Julien resta seul dans le silence blanc de la chambre. Il regarda le dossier bleu. Il regarda ses mains. Il regarda l’alliance sur la table de nuit.
Il était libre. Mais cette liberté avait un goût de cendre. Il était vivant, mais il venait de comprendre qu’il avait tué quelque chose de précieux chez Élise : sa foi en lui. Elle l’avait sauvé par devoir, par morale, par pitié peut-être, mais plus par amour. L’amour était mort, étouffé sous les gravats de son ego.
Il prit l’alliance. Il la fit tourner entre ses doigts.
Il allait devoir la reconquérir. Non, pas la reconquérir. Ce mot était trop guerrier, trop “Julien d’avant”. Il allait devoir… mériter.
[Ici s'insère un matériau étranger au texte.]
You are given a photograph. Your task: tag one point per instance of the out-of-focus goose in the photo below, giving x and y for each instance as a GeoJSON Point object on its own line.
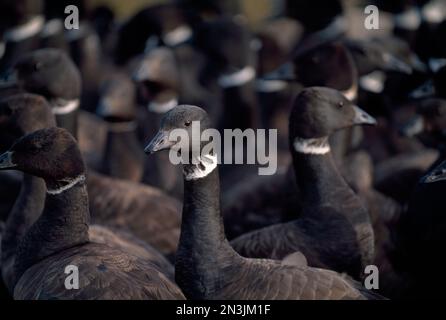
{"type": "Point", "coordinates": [123, 156]}
{"type": "Point", "coordinates": [132, 205]}
{"type": "Point", "coordinates": [23, 114]}
{"type": "Point", "coordinates": [59, 238]}
{"type": "Point", "coordinates": [328, 203]}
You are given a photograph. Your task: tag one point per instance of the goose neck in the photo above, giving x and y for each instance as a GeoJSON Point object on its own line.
{"type": "Point", "coordinates": [62, 225]}
{"type": "Point", "coordinates": [203, 248]}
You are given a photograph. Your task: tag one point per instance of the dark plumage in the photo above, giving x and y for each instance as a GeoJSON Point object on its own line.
{"type": "Point", "coordinates": [123, 156]}
{"type": "Point", "coordinates": [329, 206]}
{"type": "Point", "coordinates": [28, 113]}
{"type": "Point", "coordinates": [121, 206]}
{"type": "Point", "coordinates": [60, 235]}
{"type": "Point", "coordinates": [206, 265]}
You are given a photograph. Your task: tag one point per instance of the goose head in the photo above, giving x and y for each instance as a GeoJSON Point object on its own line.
{"type": "Point", "coordinates": [51, 154]}
{"type": "Point", "coordinates": [191, 120]}
{"type": "Point", "coordinates": [22, 114]}
{"type": "Point", "coordinates": [319, 112]}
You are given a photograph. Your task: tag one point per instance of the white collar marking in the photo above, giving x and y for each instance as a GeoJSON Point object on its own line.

Mériter le droit de respirer le même air qu’elle.
Il se leva péniblement, ignorant la douleur dans ses pieds. Il alla à la fenêtre. Il ouvrit les persiennes en grand.
Le mistral lui fouetta le visage. En bas, dans le jardin, il vit Élise. Elle était agenouillée devant un petit buisson aux feuilles vert sombre. Le rosier blanc. Elle caressait une fleur fanée avec une tendresse infinie.
Julien posa sa main sur la vitre.
« Je reconstruirai », jura-t-il au vent. « Pas des tours. Pas des monuments. Je reconstruirai juste ça. »
Il regarda la femme dans le jardin. C’était la plus belle chose qu’il ait jamais vue, bien plus belle que toutes les skylines de Paris. Et il allait passer le reste de sa vie à essayer d’être digne de l’ombre qu’elle projetait sur la terre.
ACTE 3 – PARTIE 2
L’été en Provence ne finit pas, il s’effrite doucement pour laisser apparaître l’or de l’automne. Pour Julien, le temps n’était plus mesuré en échéances de projets ou en réunions de chantier, mais en ampoules sur les mains et en douleurs lombaires.
Il avait tenu parole. Il travaillait.
Chaque matin, il se levait avant le soleil, quand le ciel était encore d’un bleu d’encre. Il enfilait un vieux pantalon de toile bleue qu’André lui avait donné, trop large à la taille qu’il serrait avec une corde, et une chemise à carreaux usée. Il buvait son café noir debout dans la cuisine, seul, évitant de faire du bruit pour ne pas réveiller Élise qui dormait à l’étage.
Sa première tâche était le toit de la grange. C’était un bâtiment du XVIIIème siècle dont la charpente en chêne avait plié sous le poids des ans. André lui avait montré comment remplacer les tuiles canal, ces tuiles rondes et irrégulières moulées sur la cuisse des artisans d’autrefois.
C’était un travail dangereux et épuisant. Julien, qui avait passé sa vie à concevoir des tours de verre défiant la gravité, découvrit qu’il avait le vertige. Pas le vertige de la hauteur – il avait souvent visité des chantiers à trois cents mètres du sol – mais le vertige de la précarité. Ici, pas de harnais de sécurité high-tech, pas de garde-corps provisoires. Juste une échelle de bois qui craquait et le vide de six mètres sous ses pieds.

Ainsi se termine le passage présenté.